Disque d’une époque, assurément. Là est également le but : non pas décrire LA CRISE mais charrier des résonnances liées au contexte actuel (désœuvrement, morbide acceptation, craquage de gueule), des excès de flip en territoire bitume (« couloir étroit », dicté jusqu’à la nausée). Car ici, la répétition (de phrases, de boucles) dessine le portrait d’un ennui urbain (« chercher un truc à faire » sur « Week-end Facile »), d’une grosse dérive éloignée des soudains élans colériques. « Dur Au Mal » est un disque morose, résigné ; un album trop gueule de bois pour oser se répandre dans le vindicatif ou la déclaration de guerre.

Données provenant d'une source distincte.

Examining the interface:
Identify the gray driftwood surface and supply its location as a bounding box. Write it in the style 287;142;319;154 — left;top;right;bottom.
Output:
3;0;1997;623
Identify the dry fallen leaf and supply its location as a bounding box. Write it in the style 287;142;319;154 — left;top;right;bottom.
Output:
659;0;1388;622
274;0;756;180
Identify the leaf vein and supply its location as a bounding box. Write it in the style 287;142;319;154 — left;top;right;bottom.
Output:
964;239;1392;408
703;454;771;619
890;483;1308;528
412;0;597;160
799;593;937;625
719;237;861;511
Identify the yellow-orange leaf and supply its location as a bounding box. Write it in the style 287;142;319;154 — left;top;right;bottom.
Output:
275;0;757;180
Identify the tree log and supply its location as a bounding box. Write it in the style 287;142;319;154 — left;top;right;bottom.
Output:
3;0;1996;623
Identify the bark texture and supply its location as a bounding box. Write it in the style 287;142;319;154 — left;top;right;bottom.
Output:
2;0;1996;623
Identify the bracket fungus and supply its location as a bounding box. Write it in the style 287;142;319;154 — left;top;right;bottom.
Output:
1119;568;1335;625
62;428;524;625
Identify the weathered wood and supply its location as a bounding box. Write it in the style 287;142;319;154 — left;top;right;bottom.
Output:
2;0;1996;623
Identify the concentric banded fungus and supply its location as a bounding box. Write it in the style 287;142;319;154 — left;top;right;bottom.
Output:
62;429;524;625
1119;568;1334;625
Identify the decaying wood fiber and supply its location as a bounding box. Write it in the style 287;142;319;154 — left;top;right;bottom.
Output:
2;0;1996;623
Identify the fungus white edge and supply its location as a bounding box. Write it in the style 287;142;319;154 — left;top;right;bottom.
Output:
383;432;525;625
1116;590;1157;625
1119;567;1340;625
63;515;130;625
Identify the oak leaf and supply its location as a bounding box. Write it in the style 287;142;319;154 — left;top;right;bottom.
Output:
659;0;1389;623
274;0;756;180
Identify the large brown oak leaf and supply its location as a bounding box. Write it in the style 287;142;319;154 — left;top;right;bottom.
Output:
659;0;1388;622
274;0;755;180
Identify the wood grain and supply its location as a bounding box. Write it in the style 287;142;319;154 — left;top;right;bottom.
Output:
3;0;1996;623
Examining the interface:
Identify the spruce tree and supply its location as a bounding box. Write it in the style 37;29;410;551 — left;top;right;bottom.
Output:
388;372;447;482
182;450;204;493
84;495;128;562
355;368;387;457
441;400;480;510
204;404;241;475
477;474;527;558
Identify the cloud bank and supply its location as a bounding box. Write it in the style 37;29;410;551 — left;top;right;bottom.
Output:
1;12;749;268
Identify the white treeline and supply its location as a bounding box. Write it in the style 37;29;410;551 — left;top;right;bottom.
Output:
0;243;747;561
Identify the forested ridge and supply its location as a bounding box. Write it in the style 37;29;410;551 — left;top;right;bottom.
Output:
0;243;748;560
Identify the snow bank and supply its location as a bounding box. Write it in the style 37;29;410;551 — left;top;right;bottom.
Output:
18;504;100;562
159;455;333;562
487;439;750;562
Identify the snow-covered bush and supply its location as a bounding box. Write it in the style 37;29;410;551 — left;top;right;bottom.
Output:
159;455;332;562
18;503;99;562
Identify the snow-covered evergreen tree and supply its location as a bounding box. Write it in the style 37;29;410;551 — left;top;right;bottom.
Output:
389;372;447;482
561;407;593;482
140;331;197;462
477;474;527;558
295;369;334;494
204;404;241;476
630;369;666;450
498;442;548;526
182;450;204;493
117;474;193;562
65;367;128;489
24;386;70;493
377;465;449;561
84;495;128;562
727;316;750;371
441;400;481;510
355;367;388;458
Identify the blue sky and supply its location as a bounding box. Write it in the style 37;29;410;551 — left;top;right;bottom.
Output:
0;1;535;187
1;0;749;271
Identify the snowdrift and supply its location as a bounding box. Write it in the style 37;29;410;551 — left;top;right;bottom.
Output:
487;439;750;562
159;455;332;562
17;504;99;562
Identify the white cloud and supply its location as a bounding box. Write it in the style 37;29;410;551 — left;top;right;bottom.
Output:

Une marche somnambule qui réussit à capter la sale fatigue psychologique du temps présent (de gré ou de force).

Synthétique hard, minimalisme boscoïen, parlé titubant. Absence de poésie, de jolies phrases, d’émois « adultes toujours teenage ». Refus, même, de la mise en avant (la voix, entre deux leitmotivs épurés au strict nécessaire, préfère s’évanouir dans l’hypnotisme déglingué d’une musique en provenance d’on ne sait quel quartier en friche). Attention : le nouveau Blackmail est un grand disque pour tous les déçus de la vie.